In a single district it would elect A (the straightforward approval winner).
To feed a multiple winner method, it would tell us:
in this district the support for the candidates are A (49), B (48), C (3).
These supports can be used both to produce a proportional result and to order each political party list from the ballots instead of using an order designated by each party chief.
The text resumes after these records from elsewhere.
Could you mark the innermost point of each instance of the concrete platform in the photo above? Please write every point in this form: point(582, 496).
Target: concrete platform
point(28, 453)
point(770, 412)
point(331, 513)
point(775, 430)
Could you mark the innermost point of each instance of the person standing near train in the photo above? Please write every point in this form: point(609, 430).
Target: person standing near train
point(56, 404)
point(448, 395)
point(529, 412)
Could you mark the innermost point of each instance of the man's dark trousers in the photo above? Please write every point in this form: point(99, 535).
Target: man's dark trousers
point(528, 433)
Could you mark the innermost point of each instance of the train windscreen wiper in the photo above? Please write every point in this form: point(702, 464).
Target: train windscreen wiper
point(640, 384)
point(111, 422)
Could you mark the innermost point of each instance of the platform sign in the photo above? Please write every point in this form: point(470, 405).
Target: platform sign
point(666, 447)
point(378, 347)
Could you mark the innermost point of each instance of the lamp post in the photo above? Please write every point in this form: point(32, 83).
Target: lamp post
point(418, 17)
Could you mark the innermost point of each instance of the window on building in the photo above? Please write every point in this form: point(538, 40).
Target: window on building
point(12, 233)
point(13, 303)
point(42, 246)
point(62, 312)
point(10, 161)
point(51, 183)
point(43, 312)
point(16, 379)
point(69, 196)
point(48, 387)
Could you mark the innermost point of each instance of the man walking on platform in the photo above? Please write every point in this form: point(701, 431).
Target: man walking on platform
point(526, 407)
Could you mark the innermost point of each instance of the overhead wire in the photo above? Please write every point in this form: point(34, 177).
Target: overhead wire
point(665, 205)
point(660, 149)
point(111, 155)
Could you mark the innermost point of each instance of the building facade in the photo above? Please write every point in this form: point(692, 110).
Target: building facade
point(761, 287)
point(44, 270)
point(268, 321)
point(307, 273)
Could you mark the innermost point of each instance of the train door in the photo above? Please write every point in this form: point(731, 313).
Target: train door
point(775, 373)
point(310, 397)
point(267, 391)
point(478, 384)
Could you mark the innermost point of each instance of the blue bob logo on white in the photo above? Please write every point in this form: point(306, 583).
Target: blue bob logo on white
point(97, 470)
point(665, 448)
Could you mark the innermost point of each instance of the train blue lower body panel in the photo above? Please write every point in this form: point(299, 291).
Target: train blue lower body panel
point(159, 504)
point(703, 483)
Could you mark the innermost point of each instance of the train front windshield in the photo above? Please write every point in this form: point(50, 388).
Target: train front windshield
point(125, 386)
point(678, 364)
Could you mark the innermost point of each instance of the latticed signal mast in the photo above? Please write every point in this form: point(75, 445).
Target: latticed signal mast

Suppose 9 other districts with results:
2: A(55) B(23) C(22)
3: A(97) B(2) C(1)
4: ...
5: ...
6: ...
7:
8:
9:
10: ...

The average for each party indicates party support that can be interpeted as seats. Let's suppose averages give: A(60) B(30) C(10). For 10 seats these numbers represent the perfect proportional share: A(6) B(3) C(1). And for what is known, candidate for party A in the first district as less chances of being elected than candidate B in the first district because his support is under his party average while B's support is above party B average. This method suppose equivalent electorate per district, thus many or no candidates can be elected for each district.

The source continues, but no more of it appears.